THE PRESTIGE OF STANFORDS
In 1877, about twenty-four years after its foundation, the company enjoyed such success that it managed to acquire the famous Staunton & Son. What the Londoners called the “Official Stationery of the Queen”. In 1885, at the age of 58, Stanford retired and sold the company to his son, Edward Stanford II, who became head of sales three years earlier. Thanks to the newly formed collaboration with Ordnance Survey Maps, young Stanford became their sole agent in England and Wales. In 1887 he published the London Atlas of Universal Geography dedicated to Queen Victoria on the occasion of her Royal Jubilee.

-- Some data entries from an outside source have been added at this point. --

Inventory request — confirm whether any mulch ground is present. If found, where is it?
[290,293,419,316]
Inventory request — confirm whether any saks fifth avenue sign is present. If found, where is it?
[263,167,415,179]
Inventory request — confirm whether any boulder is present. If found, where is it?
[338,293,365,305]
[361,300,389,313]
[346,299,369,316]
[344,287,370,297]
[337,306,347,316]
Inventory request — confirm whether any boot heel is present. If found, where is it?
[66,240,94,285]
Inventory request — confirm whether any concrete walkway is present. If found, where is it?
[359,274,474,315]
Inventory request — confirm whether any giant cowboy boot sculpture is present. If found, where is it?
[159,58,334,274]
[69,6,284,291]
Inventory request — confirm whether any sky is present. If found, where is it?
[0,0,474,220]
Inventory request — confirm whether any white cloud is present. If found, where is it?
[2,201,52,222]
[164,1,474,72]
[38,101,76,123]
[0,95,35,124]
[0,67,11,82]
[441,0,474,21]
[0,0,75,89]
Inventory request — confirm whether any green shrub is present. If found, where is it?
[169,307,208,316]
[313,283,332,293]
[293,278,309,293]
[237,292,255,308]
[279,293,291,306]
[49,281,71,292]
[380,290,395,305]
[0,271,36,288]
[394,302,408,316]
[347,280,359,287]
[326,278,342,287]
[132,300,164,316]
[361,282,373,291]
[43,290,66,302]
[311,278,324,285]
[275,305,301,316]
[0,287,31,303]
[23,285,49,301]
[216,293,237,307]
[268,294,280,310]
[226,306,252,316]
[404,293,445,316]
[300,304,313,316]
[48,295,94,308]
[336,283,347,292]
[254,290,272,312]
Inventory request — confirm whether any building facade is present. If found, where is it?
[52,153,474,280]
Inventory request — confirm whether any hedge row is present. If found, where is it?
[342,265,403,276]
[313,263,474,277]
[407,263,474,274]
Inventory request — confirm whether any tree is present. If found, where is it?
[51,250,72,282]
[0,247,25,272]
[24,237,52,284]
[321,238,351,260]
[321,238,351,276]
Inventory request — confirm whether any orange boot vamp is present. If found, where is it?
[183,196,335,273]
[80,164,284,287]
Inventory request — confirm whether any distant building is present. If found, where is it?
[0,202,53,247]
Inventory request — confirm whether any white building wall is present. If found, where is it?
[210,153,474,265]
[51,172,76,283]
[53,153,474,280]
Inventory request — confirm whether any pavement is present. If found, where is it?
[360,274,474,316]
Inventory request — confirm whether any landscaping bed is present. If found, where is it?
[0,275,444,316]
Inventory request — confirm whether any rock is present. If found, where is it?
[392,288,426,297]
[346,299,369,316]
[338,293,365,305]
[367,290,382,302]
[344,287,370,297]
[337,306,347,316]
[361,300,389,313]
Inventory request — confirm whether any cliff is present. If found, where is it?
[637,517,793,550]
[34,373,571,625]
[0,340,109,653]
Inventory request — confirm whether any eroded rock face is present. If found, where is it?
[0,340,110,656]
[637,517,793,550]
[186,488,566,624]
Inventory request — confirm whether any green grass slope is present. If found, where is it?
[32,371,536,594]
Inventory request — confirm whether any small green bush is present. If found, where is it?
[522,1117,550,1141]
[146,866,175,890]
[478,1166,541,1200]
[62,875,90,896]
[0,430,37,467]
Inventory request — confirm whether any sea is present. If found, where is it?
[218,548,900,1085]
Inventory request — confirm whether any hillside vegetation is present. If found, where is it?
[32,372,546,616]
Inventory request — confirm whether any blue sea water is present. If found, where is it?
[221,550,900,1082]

However, it took a few years before Edward Stanford II received his royal mandate as the Queen’s cartographer in 1893. At the turn of the century, Stanford II made the decision to combine the retail, printing and cartographic activities of the company under the same roof. In 1901, the doors of the number 12 in Long Acre, in the heart of Covent Garden, opened to receive important personalities of the time such as Florence Nightingale, Frederick Lugard, John Murray, Ernest Shackleton and Francis Younghusband.